Short Term Health Insurance Thought Benefits

For individuals who require the ability to plot a length of coverage as well as their deductible and payment option, a short term health insurance policy will most likely meet their needs. The coverage is also appropriate for the individuals who want the ability to remove physicians and health care facilities that will best meet their individual needs. However, a short term health concept will not be appropriate for an individual with preexisting medical conditions. Any condition that has been diagnosed or treated within the previous 3 to 5 years is termed a preexisting medical condition.

Popular coverage of the short term insurance belief includes daily hospital room and board, miscellaneous hospital services, surgical services, anesthesia services, in-hospital services, and out-of-hospital care. The coverage is subject to any deductibles or rate of payment provisions or other limitations that are situation forth in the policy. The benefits of the policy should be carefully reviewed to settle the right coverage offered.
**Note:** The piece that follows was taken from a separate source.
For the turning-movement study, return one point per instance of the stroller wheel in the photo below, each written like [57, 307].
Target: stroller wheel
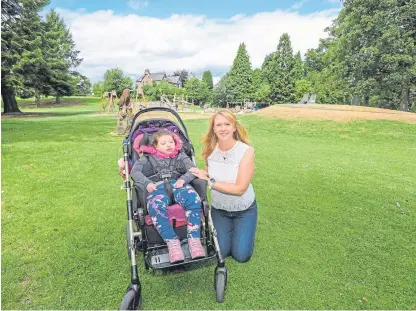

The Cost of Short Term Health Insurance

Short term health insurance policies tend to be less expensive than are long term policies for the average individual. The specific monthly rate is partially dependent of the selected deductible as well as the percentage of co-insurance that is selected. In turn, the maximum policy pay-out may be as high as $2 million.

Begin of the Short Term Health Opinion Coverage Term

The originate of the coverage of the short term concept may be as soon as one day following the submission of the application. One element that determines the launch of the insurance idea coverage is the receipt of the premium by the insurance company. Therefore, the payment of the premium simultaneously with the completion of the application facilitates a more immediate commence of coverage. The insured may have the option to delay the begin of coverage for up to thirty days following the submissions of the application.

Raze of the Short Term Health Notion Coverage Term

Automatic policy renewal is not an option with a short term health insurance concept. However, the majority of insurance companies will allow an insured to apply for a second short term insurance view following the destroy of the coverage term of the first. In many instances, the insured is small to only one belief renewal. Because the policies are not automatically renewable and because they are subject to only one renewal, they should not be purchased in lieu of regular coverage.

Cancellation of Short Term Health Insurance Coverage

If the insured receives confirmation that an application for a standard long term insurance policy is well-liked, the short term health insurance understanding should be canceled.

Summary

One goal of health insurance is the provision of long term financial stability and peace of mind to the policy holder. As a result, a short term insurance policy is not a long term solution to a person’s insurance needs. However, regardless of the term of the health insurance policy the insured selects, the individual should carefully review the policy to be aware of the expenses that are covered by the individual health insurance policy as well as the expenses that are excluded from coverage. Some points that should be considered in the bewitch of any health view are the impress of the premium, the deductible, the possibility of continued access to your fresh medical service providers, any exclusions related to preexisting-existing conditions, coverage for medical procedures, and prescription co-pays.